Don’t Fight the Burnout. Just Burn Out.
Some people know when to expect it. Others, it will catch by surprise. And the lucky few, despite being both rigorous and consistent with their training methods will successfully avoid it somehow.
The reality though is that in most cases, a periodized training plan is much like a wave. Energy moving in one direction, set to peak, and then crash.
If this seems like too bizarre or far-fetched of a concept for you to swallow, fine. Drop the wave analogy. But don’t ignore the fact that your annual training plan is most likely designed for peak fitness around your priority event(s) followed by “recovery”.
You can certainly call this crashing phase “recovery” if you like. But also don’t be shy about calling it “Demotivated to get out of bed to train for the entire month of October.” Essentially, that’s what can happen.
Rebel agains the demands of your body during this critical period, and you can expect these feelings of fatigue and a lack of motivation to last even longer…

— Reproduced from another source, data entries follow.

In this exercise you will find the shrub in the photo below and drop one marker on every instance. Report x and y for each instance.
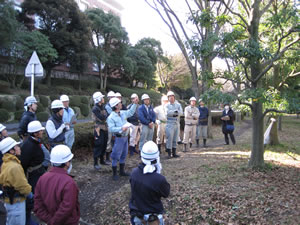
(42, 116)
(18, 115)
(4, 115)
(44, 101)
(84, 110)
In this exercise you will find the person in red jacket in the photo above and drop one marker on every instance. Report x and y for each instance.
(56, 193)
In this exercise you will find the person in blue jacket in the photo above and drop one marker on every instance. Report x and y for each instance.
(147, 117)
(148, 186)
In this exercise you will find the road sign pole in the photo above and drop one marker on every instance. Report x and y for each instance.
(32, 79)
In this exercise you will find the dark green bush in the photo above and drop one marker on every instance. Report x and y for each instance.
(42, 116)
(84, 109)
(4, 115)
(18, 115)
(44, 101)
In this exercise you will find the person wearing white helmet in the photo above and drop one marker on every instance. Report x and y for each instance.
(69, 118)
(29, 115)
(14, 183)
(173, 111)
(147, 117)
(119, 127)
(148, 186)
(56, 194)
(99, 115)
(134, 120)
(202, 123)
(55, 126)
(191, 115)
(161, 121)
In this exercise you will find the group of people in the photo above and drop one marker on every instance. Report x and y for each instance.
(29, 183)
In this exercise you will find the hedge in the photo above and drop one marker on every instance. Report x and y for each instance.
(4, 115)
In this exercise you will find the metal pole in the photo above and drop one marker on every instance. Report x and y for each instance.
(32, 80)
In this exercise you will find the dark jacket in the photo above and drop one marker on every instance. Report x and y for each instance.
(145, 116)
(203, 118)
(133, 119)
(27, 117)
(147, 191)
(56, 198)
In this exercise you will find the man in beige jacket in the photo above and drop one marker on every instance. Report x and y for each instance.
(191, 115)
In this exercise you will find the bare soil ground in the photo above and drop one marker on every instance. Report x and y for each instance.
(208, 185)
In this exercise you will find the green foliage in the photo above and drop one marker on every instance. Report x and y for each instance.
(4, 115)
(42, 116)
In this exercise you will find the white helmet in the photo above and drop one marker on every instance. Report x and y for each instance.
(118, 94)
(145, 96)
(7, 144)
(150, 151)
(30, 100)
(64, 98)
(134, 95)
(57, 104)
(60, 154)
(170, 93)
(111, 94)
(97, 97)
(193, 99)
(34, 126)
(114, 101)
(2, 127)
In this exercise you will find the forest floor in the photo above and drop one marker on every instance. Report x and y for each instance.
(210, 185)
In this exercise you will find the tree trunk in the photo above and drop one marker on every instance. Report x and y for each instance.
(257, 151)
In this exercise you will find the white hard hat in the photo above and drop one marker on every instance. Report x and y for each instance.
(57, 104)
(34, 126)
(134, 95)
(64, 98)
(30, 100)
(118, 94)
(193, 99)
(97, 97)
(170, 93)
(145, 96)
(111, 94)
(2, 127)
(150, 151)
(114, 101)
(7, 144)
(61, 154)
(164, 98)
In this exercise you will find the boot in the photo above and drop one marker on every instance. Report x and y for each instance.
(174, 153)
(204, 143)
(107, 156)
(102, 162)
(115, 176)
(197, 141)
(122, 170)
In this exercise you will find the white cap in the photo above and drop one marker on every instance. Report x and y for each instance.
(7, 144)
(114, 101)
(111, 94)
(170, 93)
(2, 127)
(64, 98)
(193, 99)
(118, 94)
(150, 151)
(60, 154)
(134, 95)
(34, 126)
(57, 104)
(30, 100)
(97, 97)
(145, 96)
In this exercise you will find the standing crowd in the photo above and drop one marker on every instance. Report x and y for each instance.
(35, 177)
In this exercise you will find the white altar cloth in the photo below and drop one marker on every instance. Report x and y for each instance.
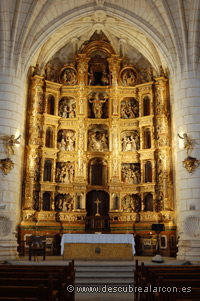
(98, 238)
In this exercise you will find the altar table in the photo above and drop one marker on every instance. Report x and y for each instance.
(98, 246)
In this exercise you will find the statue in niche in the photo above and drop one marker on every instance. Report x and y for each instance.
(64, 202)
(67, 108)
(36, 200)
(115, 201)
(104, 78)
(129, 108)
(130, 142)
(66, 140)
(65, 173)
(68, 76)
(159, 171)
(187, 143)
(160, 201)
(9, 142)
(79, 200)
(91, 78)
(128, 76)
(97, 104)
(130, 173)
(97, 141)
(37, 104)
(131, 203)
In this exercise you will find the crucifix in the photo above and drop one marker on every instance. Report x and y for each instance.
(97, 202)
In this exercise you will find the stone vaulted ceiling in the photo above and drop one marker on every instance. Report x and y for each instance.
(159, 32)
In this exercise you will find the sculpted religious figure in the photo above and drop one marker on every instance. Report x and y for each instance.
(67, 141)
(129, 108)
(97, 104)
(130, 174)
(9, 142)
(128, 77)
(188, 143)
(67, 108)
(68, 76)
(130, 143)
(97, 141)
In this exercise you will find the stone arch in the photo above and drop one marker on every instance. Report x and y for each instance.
(130, 18)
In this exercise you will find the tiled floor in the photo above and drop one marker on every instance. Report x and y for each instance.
(104, 295)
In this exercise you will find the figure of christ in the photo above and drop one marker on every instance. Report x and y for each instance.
(97, 104)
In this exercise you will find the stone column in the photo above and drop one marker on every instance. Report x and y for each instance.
(12, 117)
(187, 120)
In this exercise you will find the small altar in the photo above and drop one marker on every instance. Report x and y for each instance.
(97, 246)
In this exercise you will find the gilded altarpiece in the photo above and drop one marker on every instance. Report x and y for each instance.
(97, 127)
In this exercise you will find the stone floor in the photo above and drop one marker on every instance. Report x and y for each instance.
(100, 293)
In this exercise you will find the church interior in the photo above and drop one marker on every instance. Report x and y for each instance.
(100, 126)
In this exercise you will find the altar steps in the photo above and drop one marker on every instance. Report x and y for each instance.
(108, 273)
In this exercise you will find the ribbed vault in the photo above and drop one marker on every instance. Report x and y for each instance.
(161, 33)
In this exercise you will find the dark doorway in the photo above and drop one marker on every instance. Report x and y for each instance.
(95, 222)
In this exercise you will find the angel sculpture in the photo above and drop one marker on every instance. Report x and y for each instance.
(9, 142)
(188, 143)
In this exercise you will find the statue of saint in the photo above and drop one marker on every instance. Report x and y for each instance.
(188, 143)
(97, 104)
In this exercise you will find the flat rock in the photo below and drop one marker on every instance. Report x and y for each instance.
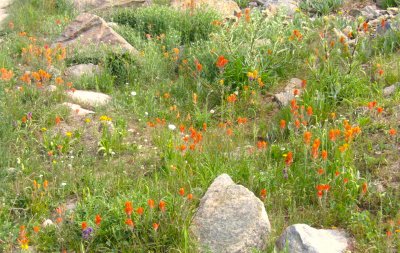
(226, 8)
(90, 98)
(283, 98)
(91, 30)
(77, 109)
(387, 91)
(273, 6)
(230, 219)
(90, 5)
(77, 71)
(301, 238)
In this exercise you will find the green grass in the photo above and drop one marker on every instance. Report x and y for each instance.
(99, 167)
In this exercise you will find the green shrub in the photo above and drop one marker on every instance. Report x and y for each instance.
(159, 20)
(320, 7)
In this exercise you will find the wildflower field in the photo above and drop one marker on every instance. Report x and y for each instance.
(195, 101)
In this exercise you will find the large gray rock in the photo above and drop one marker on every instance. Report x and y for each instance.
(88, 5)
(77, 110)
(230, 219)
(283, 98)
(80, 70)
(273, 6)
(91, 30)
(301, 238)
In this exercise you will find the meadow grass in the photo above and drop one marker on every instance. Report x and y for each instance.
(318, 158)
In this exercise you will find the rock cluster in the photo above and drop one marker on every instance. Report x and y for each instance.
(232, 219)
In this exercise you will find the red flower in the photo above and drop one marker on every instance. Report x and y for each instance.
(150, 202)
(263, 193)
(221, 62)
(364, 187)
(181, 191)
(155, 226)
(84, 225)
(140, 210)
(289, 158)
(162, 205)
(129, 222)
(282, 124)
(128, 208)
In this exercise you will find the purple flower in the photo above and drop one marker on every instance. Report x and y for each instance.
(86, 234)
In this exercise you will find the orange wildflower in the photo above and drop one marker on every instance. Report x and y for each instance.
(150, 202)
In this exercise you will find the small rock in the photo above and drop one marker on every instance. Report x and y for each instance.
(77, 109)
(284, 98)
(47, 223)
(301, 238)
(77, 71)
(390, 89)
(230, 219)
(90, 98)
(97, 5)
(273, 6)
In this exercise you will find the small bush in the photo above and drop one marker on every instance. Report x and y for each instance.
(320, 7)
(159, 20)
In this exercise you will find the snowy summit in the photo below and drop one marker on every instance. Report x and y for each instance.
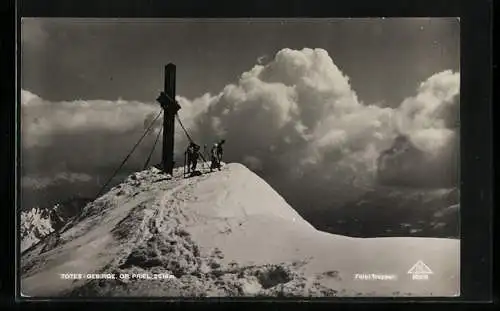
(226, 233)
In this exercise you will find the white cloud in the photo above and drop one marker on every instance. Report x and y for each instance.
(295, 119)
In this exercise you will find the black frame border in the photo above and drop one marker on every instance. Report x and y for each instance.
(476, 109)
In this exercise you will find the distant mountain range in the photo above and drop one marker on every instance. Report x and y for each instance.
(37, 223)
(392, 211)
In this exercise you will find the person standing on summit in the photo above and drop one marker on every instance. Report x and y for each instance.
(192, 154)
(216, 155)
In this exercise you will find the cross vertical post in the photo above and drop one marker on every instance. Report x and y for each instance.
(170, 108)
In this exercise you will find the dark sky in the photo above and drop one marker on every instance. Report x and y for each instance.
(63, 60)
(68, 59)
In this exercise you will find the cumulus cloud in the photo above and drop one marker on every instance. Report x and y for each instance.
(298, 116)
(295, 120)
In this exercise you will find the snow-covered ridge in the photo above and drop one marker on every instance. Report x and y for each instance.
(35, 225)
(227, 233)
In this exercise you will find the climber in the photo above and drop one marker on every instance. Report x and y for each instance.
(216, 155)
(192, 154)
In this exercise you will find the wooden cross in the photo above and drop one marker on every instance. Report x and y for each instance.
(170, 108)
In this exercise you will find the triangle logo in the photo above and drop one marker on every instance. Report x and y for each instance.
(420, 268)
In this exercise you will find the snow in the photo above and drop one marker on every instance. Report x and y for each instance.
(35, 225)
(224, 233)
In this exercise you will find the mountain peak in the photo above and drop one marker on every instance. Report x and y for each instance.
(218, 234)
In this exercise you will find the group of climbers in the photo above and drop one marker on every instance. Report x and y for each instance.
(192, 155)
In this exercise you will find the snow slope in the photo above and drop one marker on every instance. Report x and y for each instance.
(219, 234)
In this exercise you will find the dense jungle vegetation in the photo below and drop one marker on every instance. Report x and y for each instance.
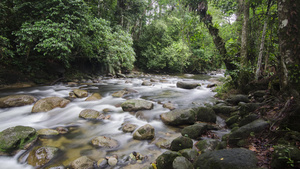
(251, 39)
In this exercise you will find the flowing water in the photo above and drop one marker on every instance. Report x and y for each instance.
(76, 142)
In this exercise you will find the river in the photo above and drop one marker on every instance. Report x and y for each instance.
(76, 142)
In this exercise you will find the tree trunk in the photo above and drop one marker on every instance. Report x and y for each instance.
(244, 40)
(262, 45)
(289, 42)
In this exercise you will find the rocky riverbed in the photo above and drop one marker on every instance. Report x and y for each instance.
(140, 121)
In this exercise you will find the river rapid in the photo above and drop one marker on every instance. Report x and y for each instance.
(76, 142)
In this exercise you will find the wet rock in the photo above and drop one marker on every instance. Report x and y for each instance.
(207, 145)
(178, 117)
(16, 101)
(194, 131)
(47, 132)
(79, 93)
(180, 143)
(91, 114)
(124, 92)
(244, 132)
(49, 103)
(224, 110)
(227, 159)
(187, 84)
(15, 138)
(146, 83)
(135, 105)
(182, 163)
(205, 114)
(284, 156)
(236, 99)
(248, 119)
(169, 106)
(189, 154)
(145, 132)
(246, 108)
(40, 156)
(165, 160)
(105, 142)
(112, 161)
(129, 128)
(83, 163)
(93, 97)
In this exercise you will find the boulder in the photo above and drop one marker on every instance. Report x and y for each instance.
(189, 154)
(123, 92)
(169, 106)
(93, 97)
(236, 99)
(179, 117)
(244, 132)
(105, 142)
(47, 132)
(227, 159)
(182, 163)
(128, 128)
(16, 101)
(91, 114)
(207, 145)
(284, 156)
(47, 104)
(15, 138)
(145, 132)
(181, 143)
(165, 160)
(187, 84)
(39, 156)
(194, 131)
(224, 110)
(83, 163)
(136, 105)
(205, 114)
(79, 93)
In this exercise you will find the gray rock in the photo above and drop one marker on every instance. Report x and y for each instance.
(15, 138)
(179, 117)
(189, 154)
(47, 132)
(236, 99)
(145, 132)
(227, 159)
(39, 156)
(105, 142)
(128, 128)
(181, 143)
(194, 131)
(244, 132)
(182, 163)
(47, 104)
(91, 114)
(135, 105)
(16, 101)
(83, 163)
(205, 114)
(79, 93)
(207, 145)
(165, 160)
(187, 84)
(93, 97)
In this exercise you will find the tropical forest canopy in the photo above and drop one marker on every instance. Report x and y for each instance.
(252, 39)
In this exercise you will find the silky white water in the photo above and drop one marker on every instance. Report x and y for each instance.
(77, 142)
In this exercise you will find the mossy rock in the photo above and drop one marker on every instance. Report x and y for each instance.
(15, 138)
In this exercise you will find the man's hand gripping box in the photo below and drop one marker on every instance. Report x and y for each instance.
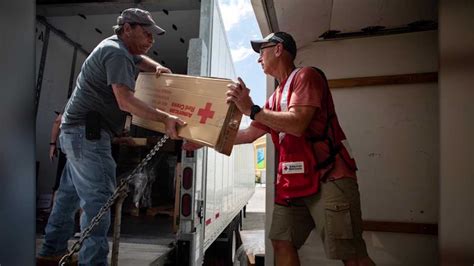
(199, 101)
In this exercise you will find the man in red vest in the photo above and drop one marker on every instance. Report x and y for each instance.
(316, 183)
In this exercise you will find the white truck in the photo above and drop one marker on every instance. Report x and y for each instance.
(214, 188)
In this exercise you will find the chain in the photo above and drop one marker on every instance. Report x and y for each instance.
(120, 189)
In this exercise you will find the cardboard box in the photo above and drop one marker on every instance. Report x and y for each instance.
(199, 101)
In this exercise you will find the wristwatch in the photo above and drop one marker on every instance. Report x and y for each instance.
(255, 109)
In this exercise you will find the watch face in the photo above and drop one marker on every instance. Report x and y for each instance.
(254, 110)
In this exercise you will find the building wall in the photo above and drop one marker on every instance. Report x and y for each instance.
(393, 131)
(456, 79)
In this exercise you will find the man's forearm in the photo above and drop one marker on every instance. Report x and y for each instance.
(147, 64)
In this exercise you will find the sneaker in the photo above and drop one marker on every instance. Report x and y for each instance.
(54, 260)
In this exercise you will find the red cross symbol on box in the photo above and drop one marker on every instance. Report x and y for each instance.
(205, 113)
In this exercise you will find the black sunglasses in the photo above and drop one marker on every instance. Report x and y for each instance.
(261, 48)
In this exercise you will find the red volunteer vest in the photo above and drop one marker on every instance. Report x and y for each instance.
(297, 175)
(333, 138)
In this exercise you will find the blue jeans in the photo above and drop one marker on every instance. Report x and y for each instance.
(88, 180)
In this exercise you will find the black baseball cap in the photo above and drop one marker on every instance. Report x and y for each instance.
(278, 37)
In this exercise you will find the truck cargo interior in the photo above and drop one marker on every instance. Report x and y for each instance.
(73, 33)
(66, 32)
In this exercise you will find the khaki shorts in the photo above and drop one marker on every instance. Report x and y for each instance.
(335, 210)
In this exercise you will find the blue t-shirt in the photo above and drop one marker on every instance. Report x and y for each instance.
(109, 63)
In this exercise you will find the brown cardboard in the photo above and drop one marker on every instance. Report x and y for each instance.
(199, 101)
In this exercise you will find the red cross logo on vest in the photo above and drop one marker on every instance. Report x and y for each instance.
(205, 113)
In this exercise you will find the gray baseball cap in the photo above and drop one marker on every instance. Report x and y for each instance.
(141, 17)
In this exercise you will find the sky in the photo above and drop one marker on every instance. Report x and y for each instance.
(241, 27)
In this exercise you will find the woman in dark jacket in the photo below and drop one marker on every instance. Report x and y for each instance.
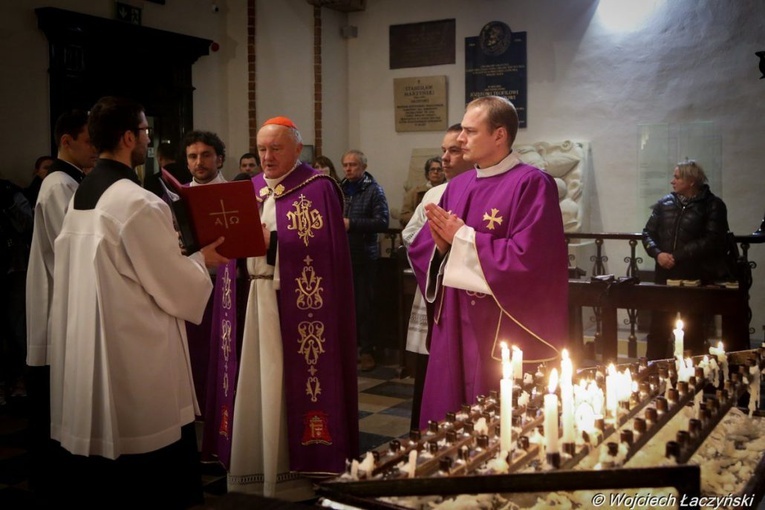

If you’ve read about periodizing your training schedule or you have been coached on the concepts, chances are you are at least somewhat prepared for this. No one races at peak performance year-round.
In fact, nobody maintains peak performance much beyond 4-6 weeks out of the entire year.
This isn’t to say that you can’t post a PB sometime in the midst of your build cycle, or several weeks after your “A race” for the season. There will always be other factors that contribute to your performance or lack thereof on any given day.
Just be sure that you anticipate the burnout, the “breakdown”, the absolute NEED to rest and recover.
And when it comes, unless you can afford to sleep 12+ hours each night, don’t resist it. Embrace it.
Training through it…
University milers and other distance runners in the 70’s and 80’s knew all about the burnout. They trained to compete year-round. Cross-country, indoor, track…
And they trained through their burnouts too.
They also ate Big Macs, ice cream sundays, beef patties and other junk.
In John L. Parkers Novel Once a Runner he summarizes the eating mentality nicely, “If the furnace is hot enough, it’ll burn…”
Parker also portrays an accurate image of the attitudes and lifestyles of these 2-a-day year-round competitors during a typical period of burnout:
Sleep 14 hours.
Wake up and train.
Be negative and miserable to others.
Eat again and likely have a nap.
Eat once more.
Sleep 14 hours…
Is your training worth all of this?
If it is, can you afford to spend almost 60% of your life sleeping?
For ordinary mortals, the answers to those questions are most likely “no”.
If they are your answers too, don’t fight the burnout. Just burn out.
Happy training. And happy burnout too.